Zemmour: o revanchismo do colonizador
"A quatro meses e meio da eleição presidencial francesa, as pesquisas mostram que a extrema-direita poderá beirar os 35% dos votos no primeiro turno. Talvez mais grave ainda seja o risco de vermos o nazifascista, que anunciou oficialmente sua candidatura no dia 30 de novembro, na segunda volta", escreve Milton Blay
A quatro meses e meio da eleição presidencial francesa, marcada para abril de 2022, as pesquisas mostram que a extrema-direita poderá beirar os 35% dos votos no primeiro turno (somados os votos de Zemmour e Le Pen). A título de comparação, em 2017 Marine Le Pen obteve 21,5 %. Talvez mais grave ainda seja o risco de vermos o nazifascista, que anunciou oficialmente sua candidatura no dia 30 de novembro, na segunda volta.
Éric Zemmour é racista, anti-imigração, misógino, visceralmente islamofóbico, revisionista, pronto a reescrever a história a ponto de aplaudir o colaboração com a Alemanha nazista, profundamente xenófobo.
Esse é o homem que poderá vir a ser o concorrente de Emmanuel Macron.
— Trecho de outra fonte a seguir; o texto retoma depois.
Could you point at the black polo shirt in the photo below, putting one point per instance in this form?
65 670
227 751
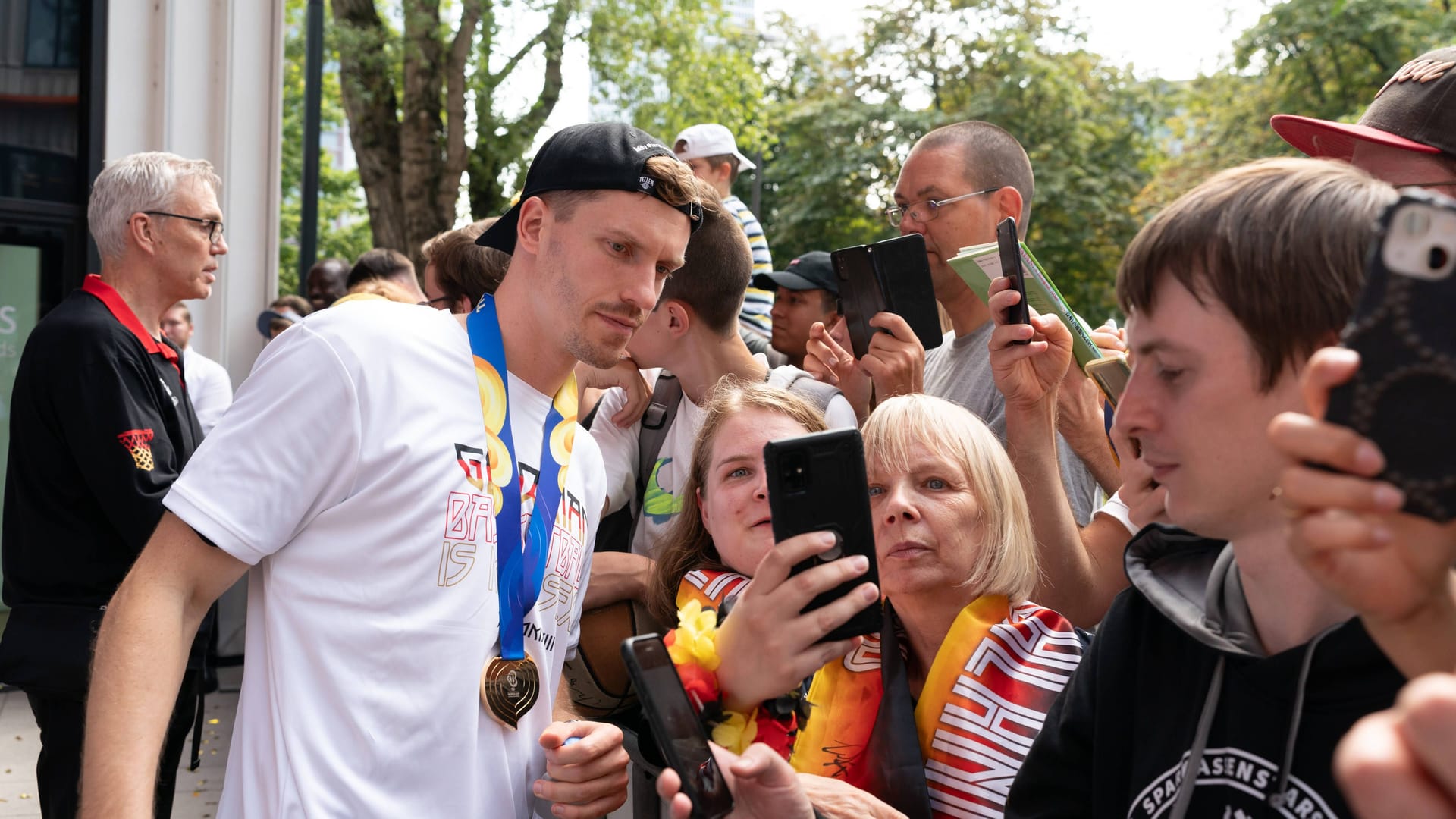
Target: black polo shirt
99 428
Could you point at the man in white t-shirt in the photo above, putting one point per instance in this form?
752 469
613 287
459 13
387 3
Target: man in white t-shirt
207 382
692 334
359 475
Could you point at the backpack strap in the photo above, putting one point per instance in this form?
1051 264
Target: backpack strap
667 395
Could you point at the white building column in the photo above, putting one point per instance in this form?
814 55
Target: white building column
204 79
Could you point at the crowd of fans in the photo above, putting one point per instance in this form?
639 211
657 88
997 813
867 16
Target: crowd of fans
1210 607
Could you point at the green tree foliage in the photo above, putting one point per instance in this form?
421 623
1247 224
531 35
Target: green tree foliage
835 155
666 77
849 120
1321 58
343 229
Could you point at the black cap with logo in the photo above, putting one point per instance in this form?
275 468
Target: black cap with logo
596 156
810 271
1414 111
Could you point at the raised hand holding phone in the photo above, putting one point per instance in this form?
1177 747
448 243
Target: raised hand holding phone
1009 246
676 726
1028 359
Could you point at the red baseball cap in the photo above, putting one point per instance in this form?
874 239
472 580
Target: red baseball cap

Quando lhe falam da discriminação que negros e muçulmanos sofrem na França, Zemmour responde que “o empregador tem o direito de recusar um árabe ou um negro” — apesar disso ser ilegal. Já foi condenado a 3000 euros de multa por incentivo ao ódio religioso, devido a declarações feitas em 2016, em que, entre outras coisas, dizia que os muçulmanos “tinham de escolher entre o islã e a França” e que “em inúmeros subúrbios franceses se vive uma luta para islamizar o território, uma jihad”. Quanto aos menores imigrantes não-acompanhados, não hesitou em classificá-los como “ladrões, assassinos, violadores”.
Defende a troca dos nomes árabes como Mohamed por François, Christian ou Éric, por que não. Responde atualmente a outros processos por racismo.
A sua misoginia é igualmente ofensiva, a tal ponto que o próprio partido ultradireitista de Marine Le Pen critica as suas “opiniões brutais sobre as mulheres”, como a de que as mulheres “fazem com que o poder se evapore” ou “têm uma inteligência diferente da dos homens”. Surgiram recentemente denúncias (não comprovadas) de agressões sexuais cometidas por Zemmour.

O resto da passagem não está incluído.